3) The results of the meta-analysis by Bjelakovic and co-workers are based on publications of studies. Anyone who has experience here knows how study publications often come about, and that important information is often lacking, e.g., whether in fact all the patients originally included in the study were adopted into the assessment. Hence the gold standard of meta-analyses is still that the original data of the studies are acquired and the analyses are performed in a consistent manner using these original data. This is how, for example, the greatly renowned research group of Professor Sir Richard Peto at Oxford, which introduced meta-analysis into medicine about 20 years ago, proceeds to this day. The gathering of original data is costly and time-consuming, but worthwhile in the interest of scientific research and not misleading pseudo-science and as with the authors of the Bjelakovic meta-analysis.

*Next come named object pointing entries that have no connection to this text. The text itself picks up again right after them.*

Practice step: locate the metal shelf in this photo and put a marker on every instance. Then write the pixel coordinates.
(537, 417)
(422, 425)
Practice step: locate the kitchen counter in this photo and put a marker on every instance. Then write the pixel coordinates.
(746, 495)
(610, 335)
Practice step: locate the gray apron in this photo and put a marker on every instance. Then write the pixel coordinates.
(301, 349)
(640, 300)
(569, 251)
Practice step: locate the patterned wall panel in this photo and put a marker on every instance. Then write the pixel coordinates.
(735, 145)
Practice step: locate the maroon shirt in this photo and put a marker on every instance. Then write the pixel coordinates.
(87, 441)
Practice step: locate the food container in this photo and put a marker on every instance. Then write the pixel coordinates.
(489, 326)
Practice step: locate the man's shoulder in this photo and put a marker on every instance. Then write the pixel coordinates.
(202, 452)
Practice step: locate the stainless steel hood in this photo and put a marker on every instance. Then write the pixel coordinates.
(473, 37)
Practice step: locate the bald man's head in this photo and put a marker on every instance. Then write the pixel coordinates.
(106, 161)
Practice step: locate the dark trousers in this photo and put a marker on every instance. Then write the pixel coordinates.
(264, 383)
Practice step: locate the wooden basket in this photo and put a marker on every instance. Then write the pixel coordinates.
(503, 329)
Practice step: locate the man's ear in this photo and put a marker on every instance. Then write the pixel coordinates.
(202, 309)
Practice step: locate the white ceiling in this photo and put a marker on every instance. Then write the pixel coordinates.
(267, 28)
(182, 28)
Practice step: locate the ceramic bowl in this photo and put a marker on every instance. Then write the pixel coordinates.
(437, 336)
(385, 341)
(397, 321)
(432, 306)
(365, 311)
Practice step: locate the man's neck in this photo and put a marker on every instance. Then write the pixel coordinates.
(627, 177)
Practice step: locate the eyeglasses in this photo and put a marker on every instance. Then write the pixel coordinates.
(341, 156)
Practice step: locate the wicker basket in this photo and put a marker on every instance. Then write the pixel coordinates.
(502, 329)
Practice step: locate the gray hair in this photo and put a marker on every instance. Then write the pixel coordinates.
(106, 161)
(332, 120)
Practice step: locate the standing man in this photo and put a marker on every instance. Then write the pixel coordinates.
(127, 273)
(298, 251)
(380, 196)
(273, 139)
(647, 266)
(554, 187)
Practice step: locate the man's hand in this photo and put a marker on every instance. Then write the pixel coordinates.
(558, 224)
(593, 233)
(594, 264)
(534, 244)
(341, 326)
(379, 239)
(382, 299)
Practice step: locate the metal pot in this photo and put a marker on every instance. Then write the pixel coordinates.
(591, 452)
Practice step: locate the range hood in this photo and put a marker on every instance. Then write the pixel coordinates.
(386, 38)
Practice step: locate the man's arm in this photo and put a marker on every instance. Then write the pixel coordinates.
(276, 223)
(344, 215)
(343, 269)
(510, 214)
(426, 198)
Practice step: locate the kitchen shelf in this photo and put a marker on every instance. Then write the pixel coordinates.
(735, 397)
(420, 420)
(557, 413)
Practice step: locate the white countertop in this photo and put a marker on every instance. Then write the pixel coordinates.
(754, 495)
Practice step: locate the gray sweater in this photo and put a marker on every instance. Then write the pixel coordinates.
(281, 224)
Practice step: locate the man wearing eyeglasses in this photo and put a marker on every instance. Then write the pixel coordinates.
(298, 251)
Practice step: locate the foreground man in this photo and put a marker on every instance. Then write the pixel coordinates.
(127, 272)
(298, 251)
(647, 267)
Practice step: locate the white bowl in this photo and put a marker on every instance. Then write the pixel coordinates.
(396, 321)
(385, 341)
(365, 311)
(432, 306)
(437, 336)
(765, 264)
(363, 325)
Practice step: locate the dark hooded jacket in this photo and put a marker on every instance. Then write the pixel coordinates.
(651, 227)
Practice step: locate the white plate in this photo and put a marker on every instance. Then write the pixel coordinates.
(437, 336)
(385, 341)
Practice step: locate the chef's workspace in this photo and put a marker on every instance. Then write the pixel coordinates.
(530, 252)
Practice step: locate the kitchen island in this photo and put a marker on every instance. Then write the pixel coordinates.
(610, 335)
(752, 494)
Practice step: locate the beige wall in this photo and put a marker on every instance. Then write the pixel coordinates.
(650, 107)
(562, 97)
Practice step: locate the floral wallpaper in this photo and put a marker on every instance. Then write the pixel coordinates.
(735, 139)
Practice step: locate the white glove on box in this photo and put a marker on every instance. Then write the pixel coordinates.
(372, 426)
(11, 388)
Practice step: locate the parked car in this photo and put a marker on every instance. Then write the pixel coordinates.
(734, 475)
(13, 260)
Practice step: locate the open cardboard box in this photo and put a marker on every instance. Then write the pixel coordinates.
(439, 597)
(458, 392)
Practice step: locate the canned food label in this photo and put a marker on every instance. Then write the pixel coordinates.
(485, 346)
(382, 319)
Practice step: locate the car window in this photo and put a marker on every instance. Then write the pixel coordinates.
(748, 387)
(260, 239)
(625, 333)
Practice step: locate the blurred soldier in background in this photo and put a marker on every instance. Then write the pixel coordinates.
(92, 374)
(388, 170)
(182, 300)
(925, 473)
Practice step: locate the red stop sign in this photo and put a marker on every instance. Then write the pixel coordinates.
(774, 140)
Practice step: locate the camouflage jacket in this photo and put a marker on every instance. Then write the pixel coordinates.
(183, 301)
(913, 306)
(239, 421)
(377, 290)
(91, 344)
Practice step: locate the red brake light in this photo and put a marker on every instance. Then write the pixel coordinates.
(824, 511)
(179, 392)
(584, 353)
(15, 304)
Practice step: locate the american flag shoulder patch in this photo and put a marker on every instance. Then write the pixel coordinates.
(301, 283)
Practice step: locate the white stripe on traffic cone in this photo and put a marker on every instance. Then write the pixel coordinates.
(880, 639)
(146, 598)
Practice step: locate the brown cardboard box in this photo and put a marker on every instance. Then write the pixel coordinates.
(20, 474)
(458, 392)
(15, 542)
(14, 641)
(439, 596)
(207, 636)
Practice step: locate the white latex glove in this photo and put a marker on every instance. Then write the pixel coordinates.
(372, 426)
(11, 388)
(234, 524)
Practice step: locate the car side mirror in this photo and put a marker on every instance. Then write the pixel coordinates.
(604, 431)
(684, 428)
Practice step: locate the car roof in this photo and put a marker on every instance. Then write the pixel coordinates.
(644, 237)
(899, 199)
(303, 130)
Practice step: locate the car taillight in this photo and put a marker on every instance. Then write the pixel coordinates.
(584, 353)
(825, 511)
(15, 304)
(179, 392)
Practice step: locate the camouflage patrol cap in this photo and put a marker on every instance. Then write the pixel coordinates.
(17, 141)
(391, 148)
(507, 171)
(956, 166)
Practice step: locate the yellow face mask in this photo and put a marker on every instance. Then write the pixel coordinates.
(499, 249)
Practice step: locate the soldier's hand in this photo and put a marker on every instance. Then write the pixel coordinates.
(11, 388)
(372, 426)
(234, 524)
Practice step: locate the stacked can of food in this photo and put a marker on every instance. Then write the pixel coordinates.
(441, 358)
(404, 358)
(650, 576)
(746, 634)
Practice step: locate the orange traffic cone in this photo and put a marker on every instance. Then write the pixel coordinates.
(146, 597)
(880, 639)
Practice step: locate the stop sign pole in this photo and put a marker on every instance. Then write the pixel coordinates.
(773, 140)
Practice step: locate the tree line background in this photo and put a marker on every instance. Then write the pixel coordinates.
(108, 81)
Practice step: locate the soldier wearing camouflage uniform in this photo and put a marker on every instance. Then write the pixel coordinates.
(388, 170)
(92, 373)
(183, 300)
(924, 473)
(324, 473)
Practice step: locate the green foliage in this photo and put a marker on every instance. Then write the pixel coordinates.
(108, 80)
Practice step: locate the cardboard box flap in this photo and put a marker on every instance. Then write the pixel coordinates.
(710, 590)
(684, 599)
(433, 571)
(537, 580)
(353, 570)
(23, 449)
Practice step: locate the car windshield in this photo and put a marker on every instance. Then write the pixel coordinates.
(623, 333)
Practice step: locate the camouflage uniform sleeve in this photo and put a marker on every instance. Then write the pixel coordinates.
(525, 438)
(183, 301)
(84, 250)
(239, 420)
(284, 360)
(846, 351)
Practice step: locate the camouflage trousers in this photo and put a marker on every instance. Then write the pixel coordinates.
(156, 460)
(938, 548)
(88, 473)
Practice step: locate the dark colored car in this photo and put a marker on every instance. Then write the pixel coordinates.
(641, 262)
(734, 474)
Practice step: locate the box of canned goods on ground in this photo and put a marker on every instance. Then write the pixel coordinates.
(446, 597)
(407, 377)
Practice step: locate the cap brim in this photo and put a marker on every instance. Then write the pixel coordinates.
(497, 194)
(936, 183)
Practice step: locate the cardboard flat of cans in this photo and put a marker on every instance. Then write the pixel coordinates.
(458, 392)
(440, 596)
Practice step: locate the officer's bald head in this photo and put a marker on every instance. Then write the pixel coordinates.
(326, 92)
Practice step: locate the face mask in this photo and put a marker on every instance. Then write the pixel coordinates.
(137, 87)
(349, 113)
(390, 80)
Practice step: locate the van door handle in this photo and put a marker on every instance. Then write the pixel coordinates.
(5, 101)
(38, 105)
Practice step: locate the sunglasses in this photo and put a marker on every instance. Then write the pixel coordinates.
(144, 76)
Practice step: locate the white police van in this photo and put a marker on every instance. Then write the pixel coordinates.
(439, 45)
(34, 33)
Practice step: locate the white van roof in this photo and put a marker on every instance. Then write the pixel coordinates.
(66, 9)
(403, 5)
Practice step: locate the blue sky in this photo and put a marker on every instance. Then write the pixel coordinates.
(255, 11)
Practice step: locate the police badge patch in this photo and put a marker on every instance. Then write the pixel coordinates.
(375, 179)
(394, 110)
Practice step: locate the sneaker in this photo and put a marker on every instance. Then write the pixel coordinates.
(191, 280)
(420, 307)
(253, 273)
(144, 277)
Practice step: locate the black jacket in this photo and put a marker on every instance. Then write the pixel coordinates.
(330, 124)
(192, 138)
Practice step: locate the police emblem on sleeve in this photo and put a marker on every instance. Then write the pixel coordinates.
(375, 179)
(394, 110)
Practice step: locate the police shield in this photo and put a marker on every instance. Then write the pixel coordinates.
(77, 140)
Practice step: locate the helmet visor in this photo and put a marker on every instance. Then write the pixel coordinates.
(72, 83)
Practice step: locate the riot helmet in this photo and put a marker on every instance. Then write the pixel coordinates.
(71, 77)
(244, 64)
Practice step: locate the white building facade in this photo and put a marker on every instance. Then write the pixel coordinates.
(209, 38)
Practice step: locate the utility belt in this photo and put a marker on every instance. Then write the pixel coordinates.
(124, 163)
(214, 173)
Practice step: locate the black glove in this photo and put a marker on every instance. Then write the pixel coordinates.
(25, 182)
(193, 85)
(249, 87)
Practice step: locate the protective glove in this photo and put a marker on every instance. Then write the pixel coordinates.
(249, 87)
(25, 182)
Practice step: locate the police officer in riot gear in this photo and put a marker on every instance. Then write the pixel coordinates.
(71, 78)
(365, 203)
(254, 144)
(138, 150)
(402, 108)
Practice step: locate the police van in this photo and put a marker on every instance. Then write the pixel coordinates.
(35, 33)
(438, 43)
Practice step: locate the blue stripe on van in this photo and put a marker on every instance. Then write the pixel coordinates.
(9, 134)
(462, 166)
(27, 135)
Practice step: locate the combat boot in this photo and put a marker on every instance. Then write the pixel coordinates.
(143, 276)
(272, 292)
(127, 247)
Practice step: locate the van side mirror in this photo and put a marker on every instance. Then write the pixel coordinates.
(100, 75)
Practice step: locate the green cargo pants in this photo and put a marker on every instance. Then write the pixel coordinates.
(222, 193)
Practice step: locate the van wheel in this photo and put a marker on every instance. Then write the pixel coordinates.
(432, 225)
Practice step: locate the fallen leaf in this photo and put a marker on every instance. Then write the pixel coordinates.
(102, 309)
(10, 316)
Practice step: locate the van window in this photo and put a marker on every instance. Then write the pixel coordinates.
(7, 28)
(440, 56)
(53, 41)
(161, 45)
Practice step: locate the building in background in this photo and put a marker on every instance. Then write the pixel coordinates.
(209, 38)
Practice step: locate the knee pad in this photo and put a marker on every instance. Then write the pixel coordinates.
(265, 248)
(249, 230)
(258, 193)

4) The results of the meta-analysis show very small risk increases – the greatest is just 16% (for vitamin A), and for the whole antioxidants group they lie between 2% and 4%. These relative risks cannot be reliably interpreted, particularly also in view of the defects described above. Many researchers assume that risk increases below 50% in publication-based meta-analyses are not scientifically meaningful.

5) The medieval physician Paracelsus already knew it and today it is common knowledge that the dose or quantity determines whether something is a poison or not. However, certain meta-analysts such as Bjelakovic have not taken this into account and thrown all the dosages and treatment periods together. Thus, for example, dosages of vitamin A varied between 1,333 and 200,000, and dosages of vitamin E between 10 and 5,000 International Units. The treatment periods lay between one day (!) and 12 years. The least that should have expected from the authors would be a subdivision of the studies on the basis of the dose and the treatment period. It is incomprehensible how such nonsense could leave anyone’s desk in the form of a scientific manuscript at all.”

Munich, June 2008

REFERENCES

  1. Bjelakovic G, et al. Antioxidant supplements for prevention of mortality in healthy participants and patients with various diseases. Cochrane Database Syst Rev, 2008, Issue 2.
  2. Bjelakovic et al. Mortality in Randomized Trials of Antioxidant Supplements for Primary and Secondary Prevention - Systematic Review and Meta-analysis. Journal of the American Medical Association, 2007; 297:842–857.